Changes In Debt Laws Will Help Pay Off Student Loans
The money market keeps on changing continuously for earning more from lending as well as to make the services better. Similarly, there are also changes made in the debt laws constantly to make sure that the debtors are not deprived or harassed in the process of loaning or during debt collection. The recent changes in the debt laws as formulated and laid by the government have made it easy for the people struggling with their student loan to pay it off easily.
In these days, it is quite expensive to be an average student. If you consider the different studies conducted and the reports published you will see that:
- An average college graduate who took out student loans during their college life and left school found them in debt often ranging over $37,000.
- The picture at the law school arena is even bleaker for a few majors where the average student loan debt for the fresh grads is over $140,616 and
- As far as the medical students are concerned it is the worst as it ranges well and above $161,722 in student loans.
Therefore, starting a new life with such a debt burden on their shoulders, students often find them in the debt hole perpetually, frantically looking for ways to come out of it and get rid of their debts. They look for different debt relief options and go through different debt settlement and debt consolidation reviews to make a choice between the two.
While every approach has its significant pros and cons, it is required that you do some research while you make such a choice.
Fortunately, the law provides a lot of protection to the consumers while taking on debts as well as offers a wide variety of new debt relief programs with a couple being introduced each year. The government does this in an effort to provide the debt seekers with relief.
Therefore, if you are looking for a student loan repayment help these following developments in the debt law will provide you with a lot of hope as well as open up a lot of useful and effective avenues to deal with your student loan debt.
The introduction on REPAYE
Sometime back in 2016, the government introduced REPAYE as a confidante to all other income driven repayment programs. This is actually the abbreviation of Revised Pay As You Earn. This is an effective program as tit provides a lot of options, opportunities and protection to the borrowers such as:
- It opens repayment backing up to an added 5 million debtors each year
- The borrowers can cap their monthly repayment of student loan at 10% of their discretionary income and
As an added bonus, the borrowers who take up the REPAYE program can now have the opportunity for forgiving any remaining balances. However, to enjoy this benefit you will have to continue making your payments for about 20 years right on time till now.
Moreover, this 20 year limit is made to the undergraduate students and for the graduate students it is 25 years. However, the catch here is that you will need to pay income taxes on the forgiven amount as per the Internal Revenue Service requirement once you exit the program.
A workplace perk
The law also ensures that student loan repayment assistance is now provided as a workplace perk.

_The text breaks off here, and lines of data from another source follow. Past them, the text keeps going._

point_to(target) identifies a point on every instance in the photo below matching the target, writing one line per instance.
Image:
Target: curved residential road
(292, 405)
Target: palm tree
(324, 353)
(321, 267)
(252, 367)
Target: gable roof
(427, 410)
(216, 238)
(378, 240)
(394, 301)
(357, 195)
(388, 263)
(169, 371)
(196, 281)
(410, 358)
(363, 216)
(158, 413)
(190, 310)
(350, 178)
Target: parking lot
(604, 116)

It was found in a study from the Society for Human Resources Management, SHRM that about 3% of US employers have started offering student loan repayment assistance to their employees as an additional benefit.

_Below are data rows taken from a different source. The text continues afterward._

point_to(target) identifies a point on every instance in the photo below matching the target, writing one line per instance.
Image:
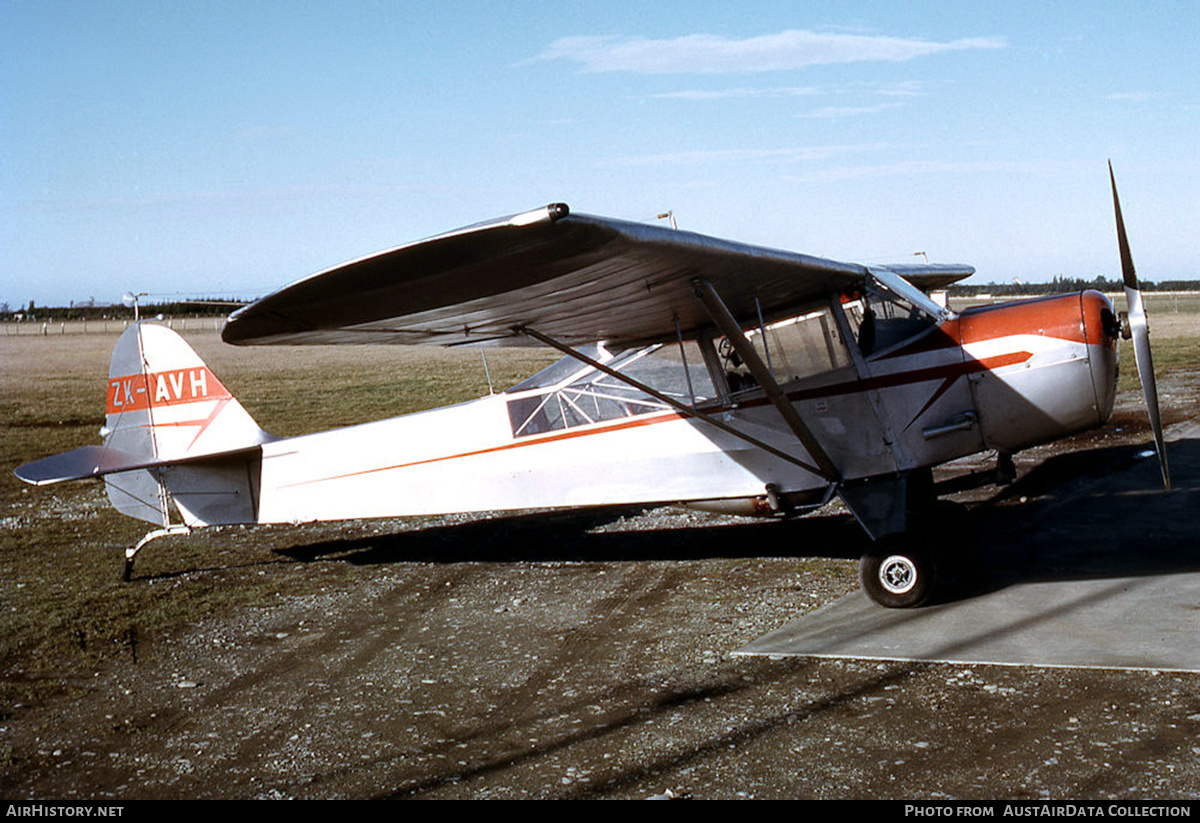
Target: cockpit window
(582, 395)
(792, 349)
(881, 320)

- This number is expected to grow as more and more employers are realizing the need for providing such perks to their fresh recruits.

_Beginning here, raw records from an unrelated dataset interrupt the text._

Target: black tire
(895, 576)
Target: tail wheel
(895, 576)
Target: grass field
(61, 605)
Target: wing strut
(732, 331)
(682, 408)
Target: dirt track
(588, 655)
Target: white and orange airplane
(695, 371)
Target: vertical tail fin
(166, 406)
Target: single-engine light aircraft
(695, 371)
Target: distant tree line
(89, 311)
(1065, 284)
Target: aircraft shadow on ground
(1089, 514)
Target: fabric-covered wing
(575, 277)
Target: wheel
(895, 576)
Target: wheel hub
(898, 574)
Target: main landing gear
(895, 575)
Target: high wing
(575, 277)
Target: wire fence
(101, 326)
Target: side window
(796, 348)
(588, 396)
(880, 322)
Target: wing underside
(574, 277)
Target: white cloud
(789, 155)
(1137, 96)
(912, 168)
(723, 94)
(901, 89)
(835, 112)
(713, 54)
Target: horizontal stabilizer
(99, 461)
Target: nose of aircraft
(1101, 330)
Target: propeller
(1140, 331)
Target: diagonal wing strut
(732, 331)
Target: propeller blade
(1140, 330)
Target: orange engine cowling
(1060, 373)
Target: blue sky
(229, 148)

- Inclusion of this specific perk along with other existing packages will also attract more young talent towards the company.
In fact, another recent survey conducted on the student loan benefits by Student Loan Hero showed that about 50% of the respondents valued such student loan repayment perk over a 401(k) employer benefits.
This shows how important such student loan helps have become for the young workers as well as how it will transform the benefits packages provided by the companies all over the country.
State sponsored refinancing options
Changes have also been made in other areas of Federal benefits and new state sponsored refinancing options are introduced when other benefits are exhausted and the requirements tightened for the ever increasing number of fresh graduates with student loan debt. More and more states have started to offer their own student loan refinancing options for the borrowers.
With these refinancing options students with debt can now legally refinance at rates that are as low as 3%, provided they meet the specific requirements to enjoy such benefit.
The primary objective of these programs is to help the students to deter from taking on private loan products. These state run lifeline will help them to stay away from these pricey and often predatory loan products.
Get On Your Feet Loan Forgiveness Program
This is a new program that is introduced this year for the horde of grateful students. This Get On Your Feet in New York is a one-of-a-kind student loan repayment benefit that the states offer.
Though this program has a few limitations in its scope as it is available only to the students residing in New York, this is very useful otherwise. It offers up to 24 months of federal student loan debt relief to all recent college graduates that meet the specific eligibility requirements of the state.
Changes made by the President
President Obama has made a few key changes to the student loan setting during his terms that are undoubtedly very helpful for the students struggling with debt. These new policies are so useful that even the presidential candidates have also started making student loan reform plans some of which are more robust than the others. Some of these changes include:
- Instituting federal student loan refinancing
- Reducing student loan rates and
- Making college free.
However, time will tell whether these changes in legislation will stand the test of time and eliminate this huge problem for good.